Let’s forget about defensive coalitions for the moment and focus on the offensive ones. Offensive coalitions can be formed for different reasons. As we saw in Chapter 2, when a high-ranking male baboon spends a lot of time near a female in estrus, males may pair up to form an offensive coalition against him, so that one of them might get a chance to mate with the female. In other situations, males form offensive coalitions because they want to maintain or change their dominance relationship with the target. In these cases, the fight is about power. There are three basic types of offensive coalitions: those in which the two coalitionary males are higher-ranking than the target (conservative coalitions); those in which one coalitionary male is higher-ranking and the other is lower-ranking than the target (bridging coalitions); and those in which the two coalitionary males are both lower-ranking than the target (revolutionary coalitions), which, unsurprisingly, turn out to be the most interesting.

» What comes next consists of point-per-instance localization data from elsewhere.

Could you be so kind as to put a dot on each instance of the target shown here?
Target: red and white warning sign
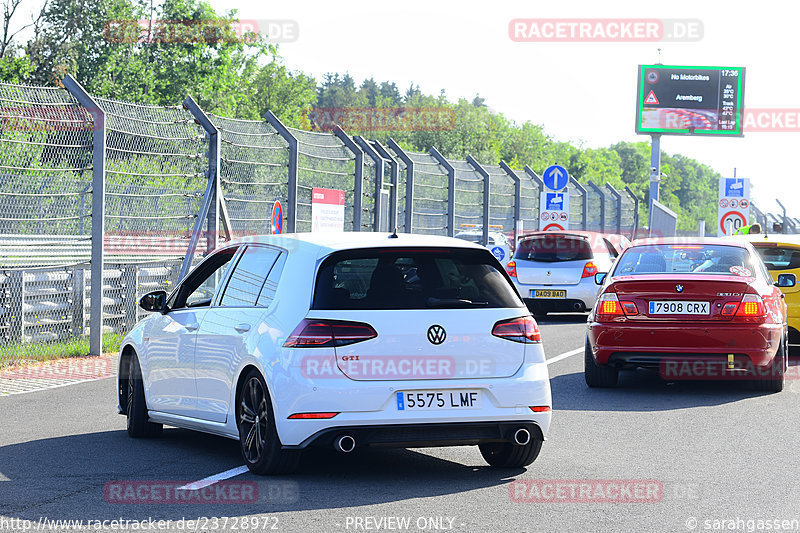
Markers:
(327, 210)
(734, 205)
(554, 209)
(554, 226)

Let me illustrate how revolutionary coalitions work. In June 2009, my research collaborator James Higham was studying a large group of rhesus macaques on the island of Cayo Santiago when he observed a series of revolutionary coalitions that resulted in drastic changes in the male dominance hierarchy within the group.5 Over a period of two and a half months, a bunch of middle-ranking males repeatedly ganged up against four higher-ranking males (this was a large group comprising over twenty adult males) and eventually managed to change the dominance hierarchy and outrank the targets. Before the coalitionary attacks began, the four targets were ranked one, two, seven, and ten, so they included the alpha and beta males. The main “revolutionaries” were five males who ranked just below the tenth-ranked male, although at times they were supported by a few lower-ranking males and even some females.